We determine a cutoff value of the new built indicator to isolate population most at risk within 5 years. We look for the cutoff value such that the false positive rate at this level is smaller than 10% (90% of the predicted death will be observed).
pbc0 <- mutate(pbc0, best_coef = cc[1]*age + cc[2]*ascites + cc[3]*edema
+ cc[4]*albumin + cc[5]*copper + cc[6]*stage + cc[7]*bili_log
+ cc[8]*protime_log)
auc <- survivalROC( Stime = pbc0$time,
status = pbc0$status,
marker = pbc0$best_coef,
predict.time = 5, method = "KM")
cutoff <- with(auc, min(cut.values[FP <= 0.1]))
cutTP <- with(auc, max(TP[FP <= 0.1]))
pbc0$pred_risk <- ifelse( pbc0$best_coef <= cutoff, 0, 1)
plot( survfit( Surv( time, status ) ~ pred_risk, data = pbc0 ), col = 1:2,
main = "Survival probability according to optimal model's measured risk level",
xlab = "Time(year)",
ylab = "Probability")
legend("bottomleft", title = "Classification",
legend = c("low risk", "high risk"),
lty = 1, col = 1:2)
print(cutTP)## [1] 0.7872615
At this cutoff, 79% of predicted survivals are observed.

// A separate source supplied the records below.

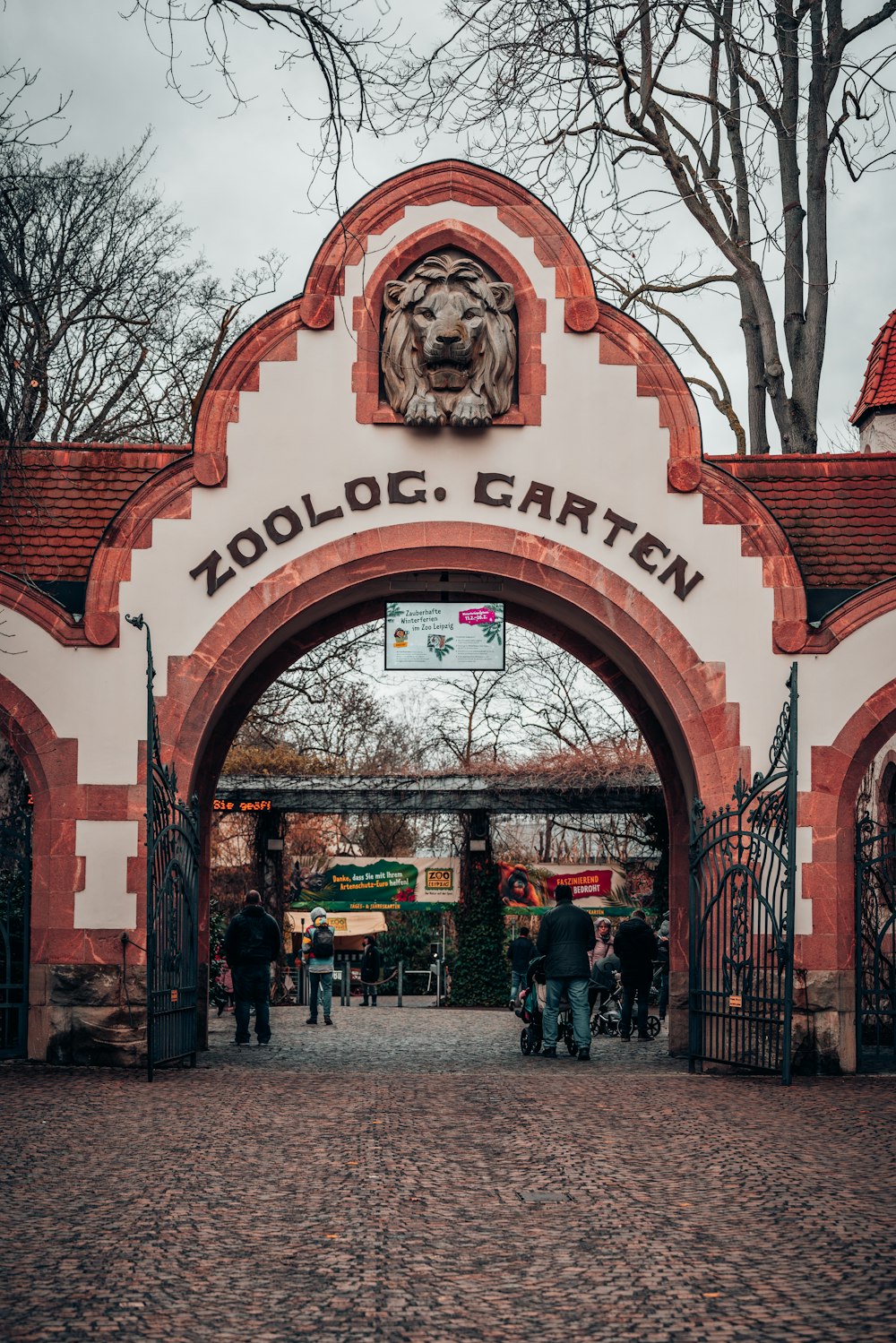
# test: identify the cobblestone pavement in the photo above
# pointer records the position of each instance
(409, 1176)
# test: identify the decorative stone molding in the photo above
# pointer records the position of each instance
(449, 344)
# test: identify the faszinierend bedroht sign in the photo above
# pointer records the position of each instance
(445, 637)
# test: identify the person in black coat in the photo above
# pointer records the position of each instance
(252, 942)
(371, 966)
(520, 952)
(635, 946)
(565, 938)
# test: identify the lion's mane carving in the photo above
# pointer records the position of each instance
(449, 345)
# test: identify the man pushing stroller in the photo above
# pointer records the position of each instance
(565, 938)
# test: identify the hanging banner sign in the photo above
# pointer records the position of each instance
(599, 888)
(376, 884)
(444, 635)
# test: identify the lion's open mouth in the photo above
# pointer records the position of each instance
(461, 358)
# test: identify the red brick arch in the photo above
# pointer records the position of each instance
(831, 810)
(680, 702)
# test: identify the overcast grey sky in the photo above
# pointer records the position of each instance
(244, 183)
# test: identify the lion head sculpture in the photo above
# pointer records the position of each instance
(449, 345)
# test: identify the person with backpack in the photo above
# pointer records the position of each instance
(319, 954)
(520, 952)
(371, 966)
(252, 942)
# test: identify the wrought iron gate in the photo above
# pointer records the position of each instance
(15, 900)
(172, 890)
(742, 915)
(876, 946)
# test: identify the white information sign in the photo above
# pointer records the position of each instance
(444, 635)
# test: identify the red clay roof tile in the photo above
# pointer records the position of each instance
(64, 500)
(837, 512)
(879, 388)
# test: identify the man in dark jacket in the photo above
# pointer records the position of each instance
(565, 938)
(252, 942)
(635, 946)
(520, 952)
(371, 966)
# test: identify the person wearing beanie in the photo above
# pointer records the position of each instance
(565, 938)
(252, 942)
(635, 946)
(520, 952)
(319, 957)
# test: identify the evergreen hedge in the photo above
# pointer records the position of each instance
(479, 977)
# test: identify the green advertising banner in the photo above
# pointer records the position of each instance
(349, 884)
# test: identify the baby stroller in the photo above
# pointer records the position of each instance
(605, 997)
(530, 1010)
(605, 1000)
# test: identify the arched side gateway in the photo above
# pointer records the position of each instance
(446, 395)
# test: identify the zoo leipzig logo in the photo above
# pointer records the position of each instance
(492, 489)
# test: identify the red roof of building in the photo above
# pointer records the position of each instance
(879, 388)
(56, 509)
(836, 511)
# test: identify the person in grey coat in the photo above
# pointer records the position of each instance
(565, 938)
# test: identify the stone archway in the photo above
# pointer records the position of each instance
(677, 700)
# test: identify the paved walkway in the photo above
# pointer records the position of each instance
(409, 1176)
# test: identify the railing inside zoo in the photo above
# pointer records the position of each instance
(290, 987)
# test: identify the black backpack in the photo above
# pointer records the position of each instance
(323, 943)
(253, 939)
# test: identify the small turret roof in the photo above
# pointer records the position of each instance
(879, 388)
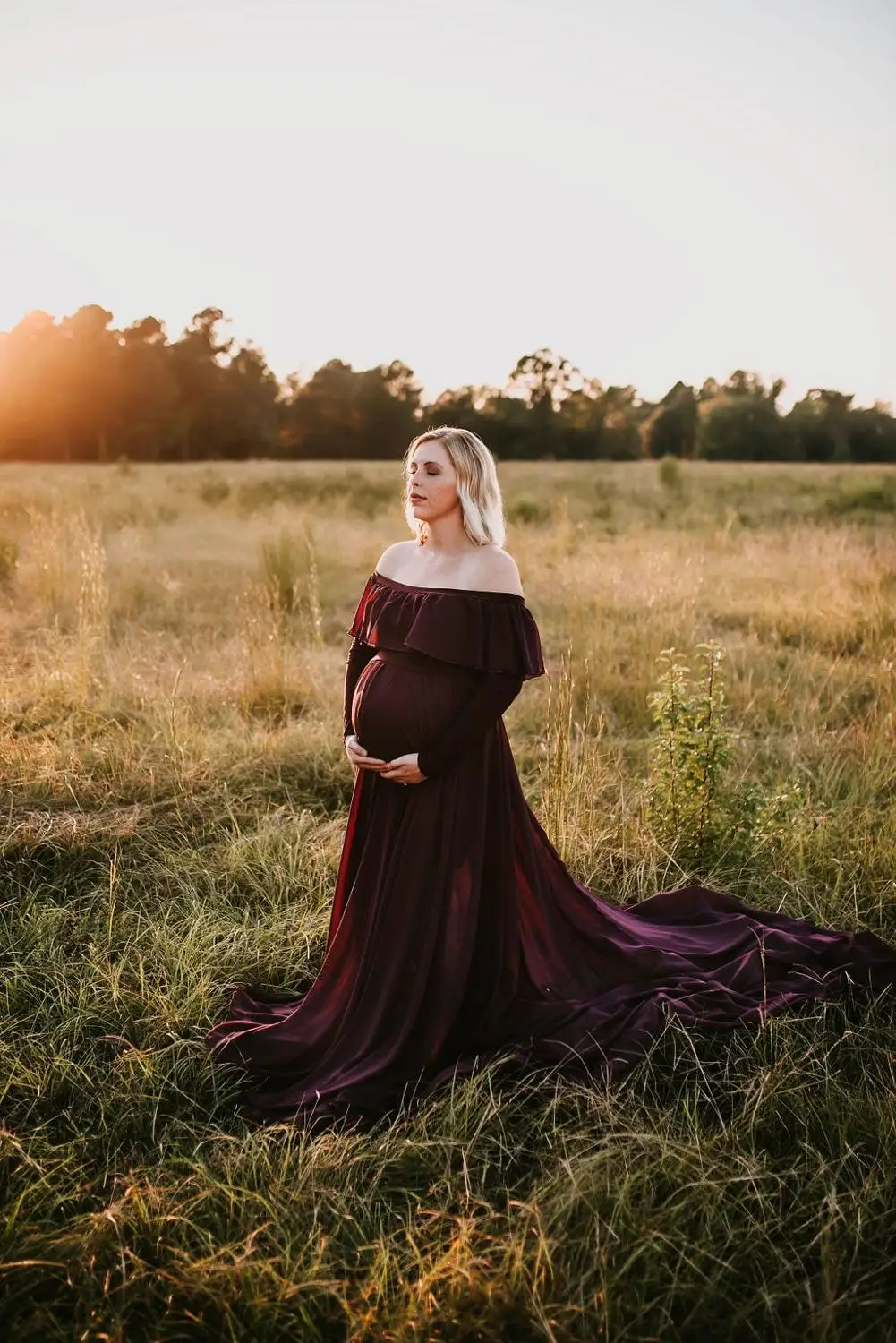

We observe a steep descent of survival for the red curve in the 5 first years as expected. Considering the large gap between both curves and the change of curvature, we can use this cutoff to predict partients survival probability after 5 years. In particular the medians (time period after which 50% of patients die) are very different from one another : between 2 and 3 years for patients at risk, more than 10 years for patients with lower risk.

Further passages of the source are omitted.